Feeling obliged to take in at least one of the many Incan ruins in the surrounding area, we headed out on dirt roads to Kuelap, a walled city perched precariously on one of the towering granite crags ‘nearby’. We were very pleased with ourselves when we spotted a sign saying ‘Kuelap – 9.8km’ – slightly less so when, two hours later, we realised that the information ommitted would have continued along the lines of ‘ – but that’s actually as the crow flies and but in reality it’s more like 40km cos of the REALLY BENDY ROADS and they’re only gravel roads so you’ll be much slower than normal’. Hmph. The ride there hugged what was presumeably one of the old cart tracks, skirting the mountain feet and gradually climbing…for the next 40km. A deserted car park was music to our…eyes?.., the $3 entrance fee a pittance and the fortress itself a work of engineering genius, the sandy yellow walls standing almost six metres above us atop a sheer 75m drop to the cliff base. Views were predictably stunning, thunderstorms rolling in the distance in one direction – thankfully not ours – and the patterned folds in the rock from ancient volcanic action very prominent from our vantage point. Two hours of looking at roofless houses later we slogged back down the track and resumed our (very slow) progress towards Tingo…after half an hour, dusk falling and Matt’s badly-adjusted headlight perfectly illuminating the treetops, we happened upon a tourist (argh!) lodge. After bargaining with the owner – "How much for a room for tonight" – "How much do you want to pay" – "Errr…nothing?" – "Errr…no" – "How about $10" – "Bueno!" – we were introduced to lomo saltado, surprisingly a local dish rather than a Peruvian pop group, consisting of fried beef and onions with rice – probably the first local food we’ve genuinely really really liked. A group of english tourists being shepherded round the Authentic Peru Experience provided entertaining dinnertime listening (must…not…mock…) before piling into bed, determined to make better progress the following day.
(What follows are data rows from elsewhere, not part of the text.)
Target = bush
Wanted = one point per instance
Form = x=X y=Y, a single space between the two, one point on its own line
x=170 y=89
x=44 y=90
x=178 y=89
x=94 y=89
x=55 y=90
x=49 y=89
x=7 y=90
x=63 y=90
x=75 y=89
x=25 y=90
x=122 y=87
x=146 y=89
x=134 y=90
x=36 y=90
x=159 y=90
6am and we were on the road, heading for Cajamarca. What should have been a straightforward day rapidly turned into probably the hardest day of riding yet as the road wound ever upwards into the mountains looming above us, deteriorating into rough, rocky cart tracks coiling interminably across the precipitous faces of the Andes. Concern about a distinct lack of petrol – even in places where they apparently sold the stuff – grew with every mile, leading to us coasting down into the valley under Gravity Power alone in an attempt to conserve fuel. Across the river, through a tiny village – where kids poked curiously at our armoured jackets and panniers – and we began the steep climb up the far mountain through white, dusty desert, reminiscent of Baja California. What was most disheartening was the fact that despite odometers registering nearly one hundred miles, we’d probably moved only three or four miles as the crow files…we could see the track twisting down the face of the distant mountains – in fact, we’d ridden up, down and across pretty much every damn mountain in view. Roads didn’t improve, much like the fuel situation, until after a long traversing grind across a two-mile long cliff face we crested a final pass and dropped into Celedin, a fantastic sight – mainly because it had a petrol station. Skipping lunch in favour of more progress we headed west again, back onto dirt roads (admittedly of slightly better quality) and back up into thin air of the Andes. Peruvian road engineers seem to have a mortal fear of a gradient greater than anything just slightly above a dead flat road – the tracks wind around hills in endless skeins of hairpins BUT DON’T GAIN ANY DECENT HEIGHT! Maybe some pages were missing from their copy of the Mountain Road Builder’s Manual. Grrrr. Dusk and rain started to fall, we got colder and increasingly annoyed with the roads as the bikes skated around in the dark on the wet marbles that made up the surface – until at LAST, cold and very tired, the lights of Cajamarca revealed themselves around a final hillside, we dropped into the town and found probably the best hotel in the world – i.e. it had hot water and a safe garage for the girls.
Anticipating a quiet and well-deserved meal we headed out to find a restaurant. Four gallons of coke later we were feeling much happier about the state of affairs…until an earthquake tremor decided to rock the restaurant, glasses clinking and lights swaying as we made a hasty exit to the street whilst hoping that the cathedral towering above us wasn’t going to spontaeneously dismantle itself. Thankfully "this is normal for the area" and nothing actually fell over – shame, cos it would have made a great photo.